A autoridade da Casa Branca disse que Harward citou razões familiares e financeiras para recusar o trabalho - ele é executivo de alto escalão na empresa Lockheed Martin.

A fonte falou sob anonimato porque a decisão ainda não foi anunciada publicamente.

Michael Flynn demitiu-se do cargo de conselheiro de Trump no início da semana perante alegações de que discutiu com o embaixador russo Sergei Kislyak a possibilidade de o novo governo dos EUA suspender as sanções impostas pela anterior administração ao diplomata e a outras personalidades e empresas russas em retaliação à anexação da Crimeia em 2014.

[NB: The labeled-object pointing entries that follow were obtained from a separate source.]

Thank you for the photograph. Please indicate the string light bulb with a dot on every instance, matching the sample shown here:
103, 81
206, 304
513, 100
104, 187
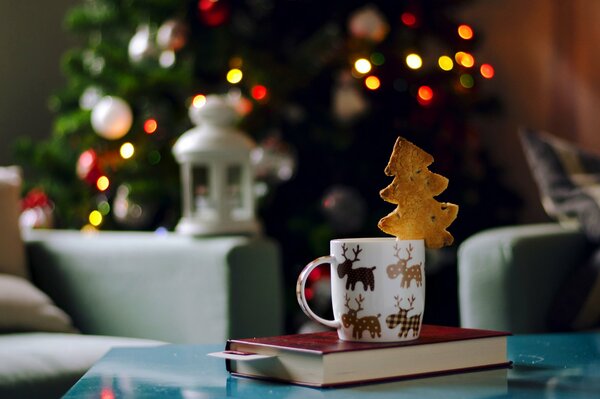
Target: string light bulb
102, 183
199, 101
127, 150
445, 63
414, 61
372, 82
362, 65
487, 71
234, 75
259, 92
150, 126
95, 218
425, 95
465, 32
465, 59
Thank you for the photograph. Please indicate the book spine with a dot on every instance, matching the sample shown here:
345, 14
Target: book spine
228, 361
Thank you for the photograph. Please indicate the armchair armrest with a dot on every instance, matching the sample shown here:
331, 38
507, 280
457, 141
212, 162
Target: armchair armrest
166, 287
509, 276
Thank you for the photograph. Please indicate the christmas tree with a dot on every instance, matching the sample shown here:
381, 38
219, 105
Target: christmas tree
324, 89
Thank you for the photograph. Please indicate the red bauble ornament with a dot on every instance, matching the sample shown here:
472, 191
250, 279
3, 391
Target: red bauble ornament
213, 12
88, 167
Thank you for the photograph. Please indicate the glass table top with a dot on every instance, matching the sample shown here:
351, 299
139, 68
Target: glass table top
544, 366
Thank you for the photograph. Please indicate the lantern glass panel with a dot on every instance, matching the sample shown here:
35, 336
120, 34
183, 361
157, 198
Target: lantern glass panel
235, 192
204, 207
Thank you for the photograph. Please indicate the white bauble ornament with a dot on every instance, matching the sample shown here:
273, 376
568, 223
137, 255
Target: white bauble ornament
172, 35
90, 97
141, 46
111, 117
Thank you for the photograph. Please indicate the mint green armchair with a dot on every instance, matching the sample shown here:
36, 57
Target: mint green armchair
138, 288
167, 287
509, 276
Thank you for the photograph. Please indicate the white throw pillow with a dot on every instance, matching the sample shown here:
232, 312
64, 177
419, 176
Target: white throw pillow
23, 307
12, 249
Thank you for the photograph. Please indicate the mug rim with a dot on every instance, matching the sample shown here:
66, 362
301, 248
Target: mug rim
372, 239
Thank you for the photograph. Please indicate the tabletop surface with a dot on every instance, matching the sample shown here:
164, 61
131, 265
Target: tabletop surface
544, 366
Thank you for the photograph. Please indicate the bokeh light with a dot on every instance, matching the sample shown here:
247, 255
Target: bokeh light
150, 125
199, 101
414, 61
259, 92
95, 218
487, 71
425, 94
362, 65
465, 59
102, 183
127, 150
465, 32
372, 82
234, 76
445, 63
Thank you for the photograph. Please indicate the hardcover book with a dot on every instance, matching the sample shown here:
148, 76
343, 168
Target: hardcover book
322, 360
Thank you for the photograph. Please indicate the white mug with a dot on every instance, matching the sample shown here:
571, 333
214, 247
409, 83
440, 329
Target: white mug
377, 288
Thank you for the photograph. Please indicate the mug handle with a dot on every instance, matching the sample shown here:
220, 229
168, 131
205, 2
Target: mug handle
301, 283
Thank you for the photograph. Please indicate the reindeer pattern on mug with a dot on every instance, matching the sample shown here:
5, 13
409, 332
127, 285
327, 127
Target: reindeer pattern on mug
362, 280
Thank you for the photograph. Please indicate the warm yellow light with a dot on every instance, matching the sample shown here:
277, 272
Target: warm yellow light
95, 218
150, 126
127, 150
425, 93
102, 183
445, 63
236, 62
487, 71
465, 32
89, 229
199, 100
372, 82
362, 65
414, 61
234, 76
465, 59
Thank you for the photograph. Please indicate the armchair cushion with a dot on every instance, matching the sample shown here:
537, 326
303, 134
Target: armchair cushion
25, 308
12, 249
568, 178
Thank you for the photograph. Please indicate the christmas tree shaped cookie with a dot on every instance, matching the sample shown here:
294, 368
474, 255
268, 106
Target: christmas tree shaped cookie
417, 215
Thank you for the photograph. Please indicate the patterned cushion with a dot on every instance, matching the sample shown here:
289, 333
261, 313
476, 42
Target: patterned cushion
568, 178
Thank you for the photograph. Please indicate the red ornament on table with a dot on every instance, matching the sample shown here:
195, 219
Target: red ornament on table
213, 12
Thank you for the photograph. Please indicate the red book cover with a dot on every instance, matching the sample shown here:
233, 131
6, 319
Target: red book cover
328, 342
300, 358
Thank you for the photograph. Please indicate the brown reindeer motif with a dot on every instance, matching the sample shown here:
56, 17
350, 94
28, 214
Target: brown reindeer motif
401, 268
370, 323
362, 274
406, 323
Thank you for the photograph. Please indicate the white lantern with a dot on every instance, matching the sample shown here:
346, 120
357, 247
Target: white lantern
216, 174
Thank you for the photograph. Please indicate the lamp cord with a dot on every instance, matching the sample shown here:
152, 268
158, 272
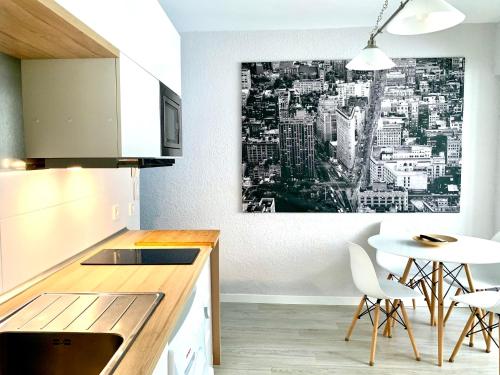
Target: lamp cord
379, 18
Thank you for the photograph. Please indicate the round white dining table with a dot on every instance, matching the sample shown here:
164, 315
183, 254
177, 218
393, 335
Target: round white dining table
467, 250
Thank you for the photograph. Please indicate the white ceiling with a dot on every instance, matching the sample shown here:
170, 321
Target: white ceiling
229, 15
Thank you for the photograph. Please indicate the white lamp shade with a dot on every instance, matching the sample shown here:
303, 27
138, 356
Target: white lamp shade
425, 16
371, 58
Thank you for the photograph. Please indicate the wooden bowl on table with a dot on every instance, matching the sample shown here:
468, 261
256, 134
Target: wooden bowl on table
434, 240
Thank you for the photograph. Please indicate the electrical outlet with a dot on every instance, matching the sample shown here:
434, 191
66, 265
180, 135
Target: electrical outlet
115, 212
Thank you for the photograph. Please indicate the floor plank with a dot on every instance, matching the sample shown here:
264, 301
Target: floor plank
265, 339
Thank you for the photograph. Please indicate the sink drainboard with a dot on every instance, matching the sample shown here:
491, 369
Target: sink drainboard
72, 333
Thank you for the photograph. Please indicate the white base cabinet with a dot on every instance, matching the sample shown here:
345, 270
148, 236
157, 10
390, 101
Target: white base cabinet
189, 352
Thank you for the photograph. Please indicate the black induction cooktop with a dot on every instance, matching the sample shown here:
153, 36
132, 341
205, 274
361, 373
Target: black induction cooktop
143, 257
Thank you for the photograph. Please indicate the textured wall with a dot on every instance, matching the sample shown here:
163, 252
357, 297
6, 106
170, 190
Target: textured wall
11, 110
303, 254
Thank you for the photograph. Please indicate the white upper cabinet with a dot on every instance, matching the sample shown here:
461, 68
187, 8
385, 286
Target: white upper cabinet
138, 28
90, 108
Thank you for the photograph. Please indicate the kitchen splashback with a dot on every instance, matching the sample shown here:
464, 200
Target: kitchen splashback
48, 216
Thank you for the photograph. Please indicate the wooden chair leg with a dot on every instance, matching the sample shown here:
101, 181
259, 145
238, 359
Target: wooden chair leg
413, 301
471, 336
374, 333
452, 306
462, 336
426, 294
355, 318
388, 329
410, 331
491, 318
433, 293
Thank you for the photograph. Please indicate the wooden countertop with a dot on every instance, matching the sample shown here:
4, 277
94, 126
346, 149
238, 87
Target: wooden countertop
175, 281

Harward, um ex-SEAL (força de operações especiais da Marinha), de 60 anos, foi o número dois do Comando Central dos EUA quando este era liderado pelo agora secretário de Defesa James Mattis.

Em comunicado, Harward se diz impossibilitado de assumir o cargo, uma vez que o trabalho exige "24 horas por dia, sete dias por semana, de concentração e comprometimento para que seja bem feito. Nesse momento não posso assumir este compromisso", disse o vice-almirante.

O vice-almirante, porém, afirmou à agência Associated Press que o governo teria sido "bastante acolhedor às minhas necessidades, tanto profissionais quanto pessoais". Na terça-feira, Sean Spicer, porta-voz da Casa Branca, disse aos jornalistas que o Presidente já sabia "há semanas" que Flynn tinha falado com o embaixador russo e que decidiu pedir-lhe que se demitisse por ter mentido a Pence sobre o conteúdo dessas conversas.

As hipóteses que são agora mais faladas são do atual conselheiro de Segurança Nacional, Keith Kellogg, e do general reformado David Petraeus.